Each is a plain nnx.Linear(d_model, d_model, rngs=rngs).

Reshape choreography

After projection, Q/K/V have shape (T, d_model). To split across heads:

(T, d_model)
    .reshape(T, H, head_dim)              # carve out heads
    .transpose(1, 0, 2)                   # heads first: (H, T, head_dim)

Now Q is (H, T, head_dim) — the leading axis is heads, so each head has its own (T, head_dim) slice. SDPA per head:

scores  = Q @ K.transpose(0, 2, 1) / sqrt(head_dim)   # (H, T, T)
weights = softmax(scores, axis=-1)                     # (H, T, T)
per_head = weights @ V                                 # (H, T, head_dim)

Then back: (H, T, head_dim) -> (T, H, head_dim) -> (T, H * head_dim) = (T, d_model). Final out_proj mixes head outputs.

Worked sketch

class MHA(nnx.Module):
    def __init__(self, d_model, num_heads, rngs):
        assert d_model % num_heads == 0
        self.num_heads = num_heads
        self.head_dim = d_model // num_heads
        self.q_proj = nnx.Linear(d_model, d_model, rngs=rngs)
        self.k_proj = nnx.Linear(d_model, d_model, rngs=rngs)
        self.v_proj = nnx.Linear(d_model, d_model, rngs=rngs)
        self.out_proj = nnx.Linear(d_model, d_model, rngs=rngs)

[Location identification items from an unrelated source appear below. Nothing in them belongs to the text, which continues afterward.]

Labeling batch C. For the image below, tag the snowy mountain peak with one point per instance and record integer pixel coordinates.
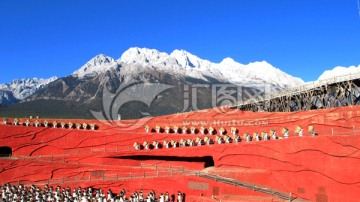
(97, 64)
(188, 60)
(22, 88)
(143, 56)
(228, 60)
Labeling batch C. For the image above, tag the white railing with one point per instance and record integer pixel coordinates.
(305, 87)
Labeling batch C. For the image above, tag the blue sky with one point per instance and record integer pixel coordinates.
(42, 38)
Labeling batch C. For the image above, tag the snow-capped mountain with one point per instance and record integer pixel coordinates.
(7, 97)
(183, 63)
(339, 71)
(98, 64)
(22, 88)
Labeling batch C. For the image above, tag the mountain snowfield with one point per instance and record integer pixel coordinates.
(180, 64)
(183, 63)
(339, 71)
(22, 88)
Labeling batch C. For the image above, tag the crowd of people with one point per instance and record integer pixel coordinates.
(48, 193)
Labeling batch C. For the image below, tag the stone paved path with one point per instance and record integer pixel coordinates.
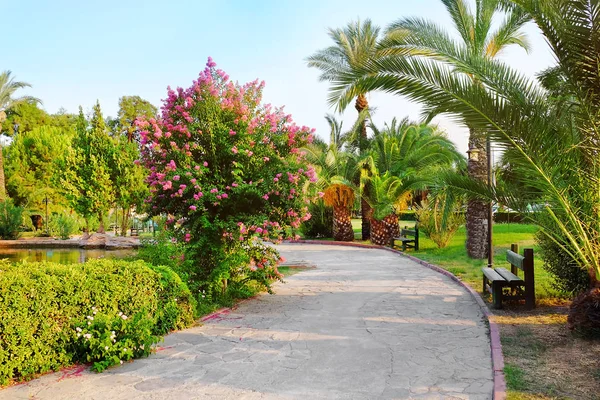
(365, 324)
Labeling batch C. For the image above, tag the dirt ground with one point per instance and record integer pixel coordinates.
(544, 360)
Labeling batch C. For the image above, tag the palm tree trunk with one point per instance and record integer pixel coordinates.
(366, 211)
(2, 180)
(342, 225)
(382, 231)
(477, 210)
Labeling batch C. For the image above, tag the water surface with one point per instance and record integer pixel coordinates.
(62, 256)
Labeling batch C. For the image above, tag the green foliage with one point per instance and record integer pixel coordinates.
(85, 172)
(52, 315)
(30, 164)
(11, 218)
(568, 276)
(320, 224)
(63, 225)
(437, 223)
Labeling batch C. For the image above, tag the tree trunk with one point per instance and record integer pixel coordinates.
(383, 231)
(2, 180)
(101, 223)
(365, 210)
(125, 222)
(477, 210)
(342, 225)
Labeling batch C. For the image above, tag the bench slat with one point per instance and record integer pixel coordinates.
(492, 275)
(515, 259)
(509, 276)
(404, 239)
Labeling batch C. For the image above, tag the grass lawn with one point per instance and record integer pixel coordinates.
(543, 359)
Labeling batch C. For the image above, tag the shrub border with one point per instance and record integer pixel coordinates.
(499, 392)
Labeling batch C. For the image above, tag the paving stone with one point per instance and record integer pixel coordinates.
(364, 324)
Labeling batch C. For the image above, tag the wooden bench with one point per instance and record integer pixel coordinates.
(408, 237)
(506, 285)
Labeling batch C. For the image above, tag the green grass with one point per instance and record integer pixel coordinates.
(454, 257)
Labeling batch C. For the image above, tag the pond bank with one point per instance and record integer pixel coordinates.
(95, 241)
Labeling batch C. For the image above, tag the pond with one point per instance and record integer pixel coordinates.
(62, 256)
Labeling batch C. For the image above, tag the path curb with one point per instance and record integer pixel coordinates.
(495, 344)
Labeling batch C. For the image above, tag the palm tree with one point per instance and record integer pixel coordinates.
(354, 45)
(336, 170)
(554, 143)
(335, 135)
(403, 157)
(414, 37)
(8, 87)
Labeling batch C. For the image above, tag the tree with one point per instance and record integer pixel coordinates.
(553, 142)
(30, 165)
(413, 36)
(131, 108)
(354, 45)
(335, 135)
(402, 158)
(85, 171)
(228, 171)
(336, 171)
(8, 87)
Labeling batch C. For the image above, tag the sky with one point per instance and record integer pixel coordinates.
(76, 52)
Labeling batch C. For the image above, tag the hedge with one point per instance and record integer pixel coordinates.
(103, 312)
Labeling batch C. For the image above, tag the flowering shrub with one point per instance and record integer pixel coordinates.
(229, 173)
(52, 315)
(109, 339)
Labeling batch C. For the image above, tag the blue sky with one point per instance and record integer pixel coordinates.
(76, 52)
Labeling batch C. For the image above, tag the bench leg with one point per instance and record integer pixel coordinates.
(497, 294)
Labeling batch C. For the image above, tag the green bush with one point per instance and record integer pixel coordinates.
(102, 311)
(434, 226)
(320, 225)
(407, 215)
(568, 276)
(11, 218)
(63, 225)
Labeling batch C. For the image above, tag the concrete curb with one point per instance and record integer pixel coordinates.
(495, 344)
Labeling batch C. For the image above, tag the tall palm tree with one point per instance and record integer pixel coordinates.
(354, 45)
(335, 135)
(336, 170)
(554, 144)
(415, 37)
(8, 87)
(412, 154)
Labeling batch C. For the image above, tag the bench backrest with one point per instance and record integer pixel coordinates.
(524, 263)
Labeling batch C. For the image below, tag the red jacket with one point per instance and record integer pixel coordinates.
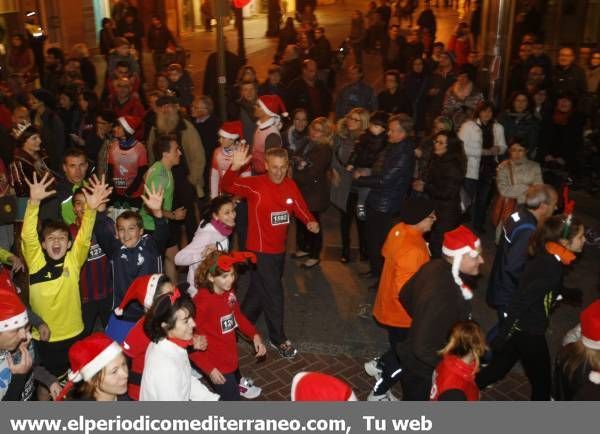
(135, 346)
(217, 317)
(270, 208)
(453, 373)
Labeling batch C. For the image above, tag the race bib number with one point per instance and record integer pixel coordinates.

    def __call__(self, x):
        T, _ = x.shape
        H, Dh = self.num_heads, self.head_dim
        q = self.q_proj(x).reshape(T, H, Dh).transpose(1, 0, 2)
        k = self.k_proj(x).reshape(T, H, Dh).transpose(1, 0, 2)
        v = self.v_proj(x).reshape(T, H, Dh).transpose(1, 0, 2)
        scores = jnp.matmul(q, k.transpose(0, 2, 1)) / jnp.sqrt(Dh)
        weights = jax.nn.softmax(scores, axis=-1)
        per_head = jnp.matmul(weights, v)
        concat = per_head.transpose(1, 0, 2).reshape(T, H * Dh)
        return self.out_proj(concat)

Compare to Linen, where Q/K/V projections are hidden inside one DenseGeneral (with multi-axis kernels) and the reshape is implicit. Doing it by hand here is a pedagogical win — you see exactly where each axis goes.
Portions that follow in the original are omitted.